Blijf na het insemineren 5 tot 10 minuten liggen. Bij het opstaan, zal een deel van het sperma weer uit de vagina lopen. Dat is heel normaal en gebeurt ook na de gemeenschap.

Het onderzoek / de behandeling

Wanneer krijgt u de uitslag?

Resultaten  

De resultaten van de zelfinseminatiemethode zijn gelijk aan de zwangerschapskansen voor paren die door middel van gemeenschap proberen zwanger te worden. Dat betekent dat na 12 maanden 85% van de paren zwanger is geworden. Mocht er na 12 maanden zelfinseminatie geen zwangerschap zijn ontstaan, is er aanleiding om onderzoek naar jullie vruchtbaarheid te doen. Bespreek dat met je huisarts.

Nazorg

Waar moet u op letten na uw onderzoek/behandeling?

Leefregels bij zwangerschapswens  

Foliumzuur en vitamine D 

De inspectie van Volksgezondheid van het ministerie van VWZ adviseert iedere vrouw die zwanger wil worden 400 microgram foliumzuur en 10 microgram vitamine D te gebruiken. De reden is om zo veel als mogelijk afwijkingen aan het ruggenmerg en de wervelkolom van een baby te voorkomen. Omdat u niet weet wanneer u zwanger zal worden is het verstandig zo snel als mogelijk te beginnen met de medicatie. U kunt deze tabletten zonder recept bij een apotheek halen. De kosten van de tabletten zijn voor uw eigen rekening en worden niet door uw zorgverzekeraar vergoed. 

Roken/alcohol 

Roken door man en/of vrouw vermindert de kans op zwangerschap. Roken tijdens zwangerschap geeft meer kans op een miskraam en op zwangerschapscomplicaties. 

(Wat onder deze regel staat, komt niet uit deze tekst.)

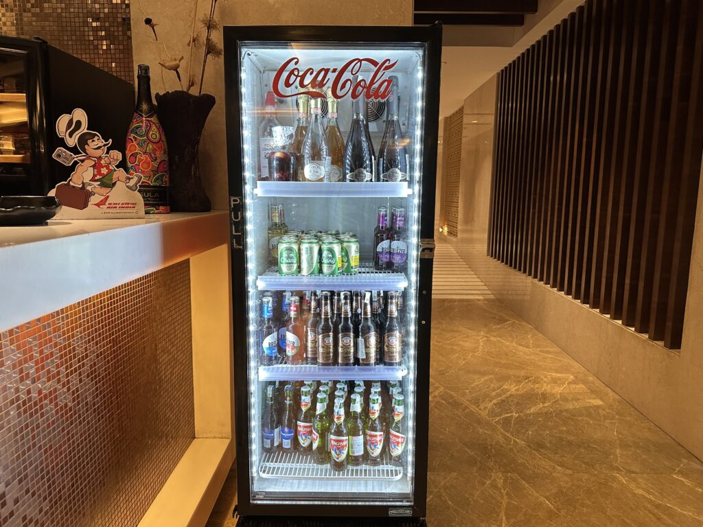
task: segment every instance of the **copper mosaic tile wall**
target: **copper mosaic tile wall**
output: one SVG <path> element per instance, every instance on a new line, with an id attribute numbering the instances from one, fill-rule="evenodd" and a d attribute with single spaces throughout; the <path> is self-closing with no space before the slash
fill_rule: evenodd
<path id="1" fill-rule="evenodd" d="M 0 0 L 0 34 L 39 37 L 134 82 L 129 0 Z"/>
<path id="2" fill-rule="evenodd" d="M 0 332 L 0 527 L 136 525 L 195 435 L 187 261 Z"/>

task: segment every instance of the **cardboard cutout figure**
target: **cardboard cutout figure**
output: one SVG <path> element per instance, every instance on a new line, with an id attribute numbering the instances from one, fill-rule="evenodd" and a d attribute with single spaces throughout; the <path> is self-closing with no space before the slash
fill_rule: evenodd
<path id="1" fill-rule="evenodd" d="M 142 175 L 129 176 L 118 168 L 122 154 L 108 151 L 112 139 L 105 141 L 100 134 L 87 129 L 88 116 L 81 108 L 56 121 L 56 134 L 67 146 L 79 152 L 73 154 L 58 148 L 52 155 L 67 167 L 77 162 L 68 181 L 49 192 L 63 205 L 56 219 L 144 217 L 144 202 L 138 192 Z"/>

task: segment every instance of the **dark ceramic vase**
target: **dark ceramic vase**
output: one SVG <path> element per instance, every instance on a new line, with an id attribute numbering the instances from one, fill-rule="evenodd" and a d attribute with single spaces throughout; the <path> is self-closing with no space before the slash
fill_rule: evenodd
<path id="1" fill-rule="evenodd" d="M 207 212 L 212 205 L 200 179 L 198 147 L 215 98 L 179 90 L 157 93 L 156 104 L 169 150 L 171 211 Z"/>

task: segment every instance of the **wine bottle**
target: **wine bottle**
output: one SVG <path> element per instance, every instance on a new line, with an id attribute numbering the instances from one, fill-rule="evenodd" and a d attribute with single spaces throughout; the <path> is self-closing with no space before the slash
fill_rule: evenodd
<path id="1" fill-rule="evenodd" d="M 303 166 L 302 154 L 303 141 L 307 134 L 308 129 L 308 108 L 310 105 L 310 96 L 301 94 L 297 96 L 298 118 L 295 122 L 295 130 L 293 131 L 293 141 L 290 143 L 290 151 L 298 157 L 297 181 L 302 181 Z"/>
<path id="2" fill-rule="evenodd" d="M 169 156 L 166 136 L 151 100 L 149 67 L 137 69 L 137 97 L 127 141 L 127 167 L 129 176 L 141 174 L 139 193 L 146 214 L 169 212 Z"/>
<path id="3" fill-rule="evenodd" d="M 354 84 L 359 82 L 354 77 Z M 373 145 L 366 129 L 366 101 L 362 93 L 352 103 L 352 126 L 344 146 L 342 172 L 347 181 L 373 180 Z"/>
<path id="4" fill-rule="evenodd" d="M 378 149 L 378 171 L 382 181 L 408 181 L 408 152 L 398 119 L 398 77 L 391 76 L 391 93 L 386 99 L 386 128 Z"/>
<path id="5" fill-rule="evenodd" d="M 330 151 L 322 124 L 322 98 L 312 98 L 310 101 L 310 124 L 303 140 L 302 149 L 303 181 L 330 181 Z"/>
<path id="6" fill-rule="evenodd" d="M 264 102 L 264 119 L 259 126 L 260 163 L 259 180 L 261 181 L 269 181 L 269 154 L 273 150 L 276 146 L 273 138 L 273 127 L 280 126 L 280 123 L 276 118 L 276 97 L 273 91 L 267 91 Z"/>

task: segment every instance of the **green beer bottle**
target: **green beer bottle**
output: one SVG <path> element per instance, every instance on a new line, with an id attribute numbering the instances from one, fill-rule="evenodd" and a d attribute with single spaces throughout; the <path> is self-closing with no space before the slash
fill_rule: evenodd
<path id="1" fill-rule="evenodd" d="M 312 420 L 312 458 L 318 464 L 330 462 L 330 419 L 327 417 L 327 396 L 317 396 L 317 408 Z"/>
<path id="2" fill-rule="evenodd" d="M 337 392 L 339 393 L 339 392 Z M 344 424 L 344 400 L 335 399 L 335 422 L 330 431 L 330 467 L 336 472 L 347 469 L 349 438 Z"/>
<path id="3" fill-rule="evenodd" d="M 352 396 L 352 408 L 347 421 L 347 433 L 349 438 L 349 464 L 359 467 L 363 464 L 363 423 L 361 421 L 361 396 Z"/>

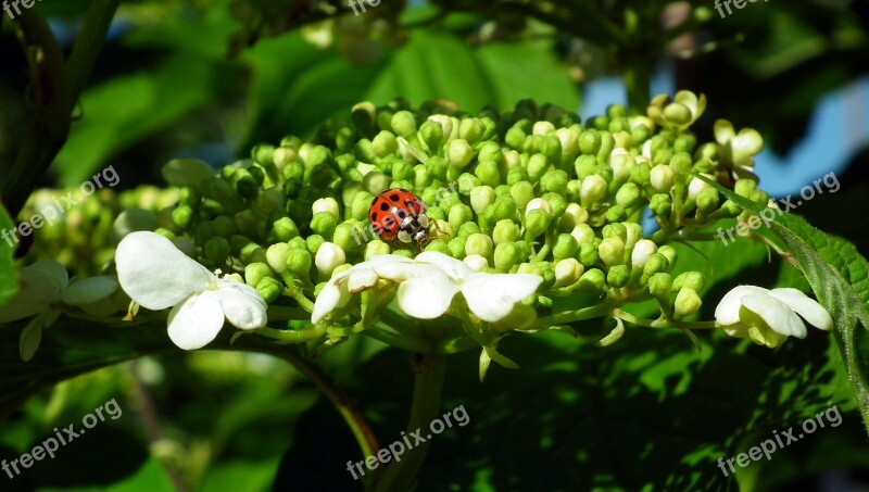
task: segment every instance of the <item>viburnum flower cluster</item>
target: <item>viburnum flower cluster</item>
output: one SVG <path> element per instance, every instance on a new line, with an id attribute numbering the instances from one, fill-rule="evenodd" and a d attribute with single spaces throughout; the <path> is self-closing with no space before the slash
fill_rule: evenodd
<path id="1" fill-rule="evenodd" d="M 830 329 L 802 292 L 746 286 L 721 300 L 715 321 L 696 320 L 707 278 L 678 266 L 672 242 L 715 240 L 719 220 L 747 215 L 700 177 L 769 201 L 753 173 L 760 136 L 718 121 L 715 141 L 698 142 L 691 126 L 705 108 L 681 91 L 654 98 L 645 115 L 614 104 L 581 122 L 532 101 L 476 115 L 442 101 L 364 102 L 307 141 L 261 144 L 221 169 L 173 161 L 163 175 L 174 195 L 122 197 L 113 230 L 97 236 L 117 243 L 129 315 L 162 313 L 186 350 L 229 321 L 311 348 L 356 335 L 418 352 L 476 348 L 484 374 L 489 361 L 514 366 L 496 350 L 511 332 L 592 318 L 615 319 L 602 343 L 625 323 L 718 328 L 767 346 L 805 337 L 799 316 Z M 418 203 L 401 218 L 425 215 L 413 236 L 425 241 L 370 224 L 392 189 Z M 648 300 L 655 317 L 624 310 Z"/>

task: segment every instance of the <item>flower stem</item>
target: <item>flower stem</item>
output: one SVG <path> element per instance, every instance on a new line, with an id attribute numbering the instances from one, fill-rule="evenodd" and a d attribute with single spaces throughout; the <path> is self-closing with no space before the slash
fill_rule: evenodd
<path id="1" fill-rule="evenodd" d="M 444 357 L 430 355 L 416 355 L 416 357 L 414 398 L 406 432 L 410 434 L 420 429 L 420 434 L 425 434 L 431 421 L 438 417 L 446 364 Z M 410 490 L 426 459 L 430 443 L 431 441 L 427 440 L 410 449 L 401 462 L 393 462 L 379 478 L 375 479 L 370 490 L 375 492 Z"/>
<path id="2" fill-rule="evenodd" d="M 565 311 L 564 313 L 553 314 L 537 320 L 538 326 L 545 328 L 553 325 L 564 325 L 565 323 L 582 321 L 585 319 L 600 318 L 613 313 L 614 306 L 608 302 L 591 307 L 583 307 L 576 311 Z"/>
<path id="3" fill-rule="evenodd" d="M 708 329 L 718 328 L 715 321 L 678 321 L 676 319 L 646 319 L 637 317 L 627 311 L 616 307 L 613 310 L 613 316 L 628 323 L 632 323 L 645 328 L 679 328 L 679 329 Z"/>

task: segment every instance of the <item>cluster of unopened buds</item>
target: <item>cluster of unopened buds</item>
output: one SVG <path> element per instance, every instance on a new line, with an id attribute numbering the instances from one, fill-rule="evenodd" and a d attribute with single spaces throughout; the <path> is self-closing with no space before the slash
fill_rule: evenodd
<path id="1" fill-rule="evenodd" d="M 698 143 L 690 127 L 704 109 L 682 91 L 644 116 L 612 105 L 581 124 L 530 101 L 476 115 L 361 103 L 352 123 L 261 144 L 219 171 L 173 161 L 163 175 L 177 202 L 116 220 L 128 317 L 171 308 L 169 337 L 188 350 L 225 320 L 314 349 L 356 333 L 421 353 L 477 348 L 481 375 L 490 361 L 515 366 L 496 350 L 509 332 L 592 318 L 614 320 L 602 344 L 625 321 L 692 338 L 720 328 L 768 346 L 805 337 L 799 316 L 830 329 L 802 292 L 746 286 L 715 321 L 692 320 L 706 279 L 677 275 L 667 242 L 714 239 L 718 220 L 746 214 L 696 176 L 769 201 L 753 174 L 760 136 L 719 121 L 716 141 Z M 655 230 L 641 225 L 645 211 Z M 654 319 L 622 308 L 647 300 Z"/>

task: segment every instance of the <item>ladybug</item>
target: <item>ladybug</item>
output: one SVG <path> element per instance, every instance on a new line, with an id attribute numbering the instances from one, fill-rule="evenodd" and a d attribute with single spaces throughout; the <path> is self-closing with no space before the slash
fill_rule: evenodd
<path id="1" fill-rule="evenodd" d="M 427 209 L 423 200 L 414 193 L 392 188 L 371 200 L 368 219 L 374 232 L 385 241 L 416 242 L 425 245 L 431 241 L 428 235 Z"/>

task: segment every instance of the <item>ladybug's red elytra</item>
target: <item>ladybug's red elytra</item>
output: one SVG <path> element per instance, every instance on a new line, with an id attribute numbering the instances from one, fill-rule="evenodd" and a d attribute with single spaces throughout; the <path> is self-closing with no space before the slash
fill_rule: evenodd
<path id="1" fill-rule="evenodd" d="M 419 197 L 401 188 L 392 188 L 371 200 L 368 219 L 380 239 L 416 242 L 421 247 L 431 241 L 428 217 L 424 214 L 426 209 Z"/>

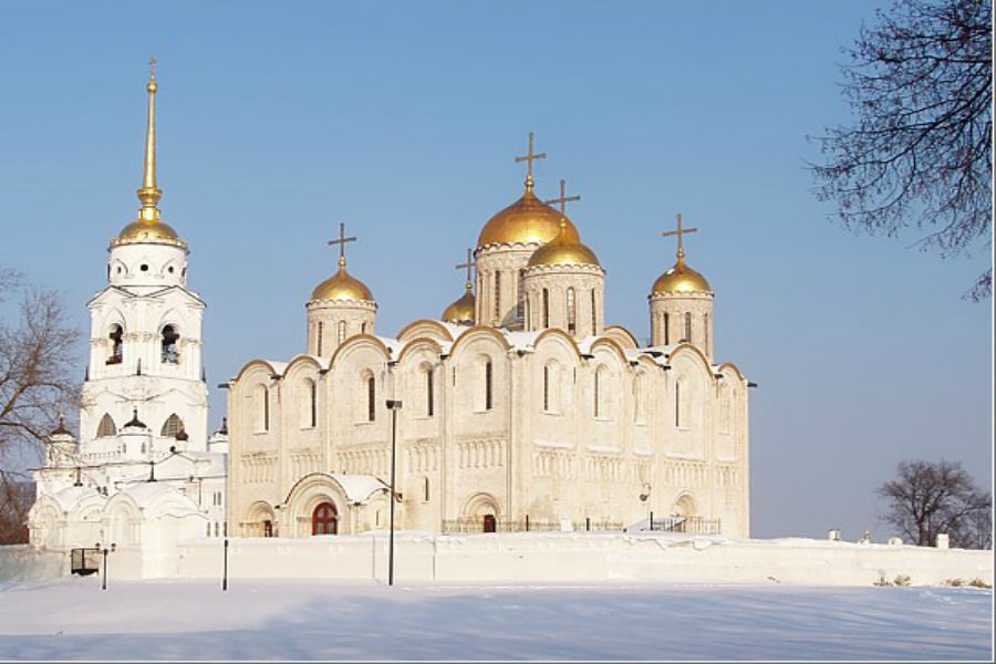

Alcoholgebruik door u en uw partner heeft invloed op hoe snel u zwanger wordt. Rondom het moment van bevruchting, kan alcoholgebruik door u en uw partner het risico op een miskraam verhogen. En als uw zwangerschap nog zo pril is dat u nog geen zwangerschapstest kan doen, kan uw alcoholgebruik wel al schade toebrengen aan uw ongeboren kind. 

Overgewicht 

Overgewicht van de vrouw verlaagt de kans op zwangerschap, verhoogt de kans op een miskraam, verhoogt de kans op zwangerschapsproblemen zoals hoge bloeddruk, verhoogt de kans op een te klein kind en soms op een te groot kind. In beide gevallen zal het kind in het latere leven een grotere kans op gezondheidsproblemen ervaren ten opzichte van kinderen met een normaal geboortegewicht.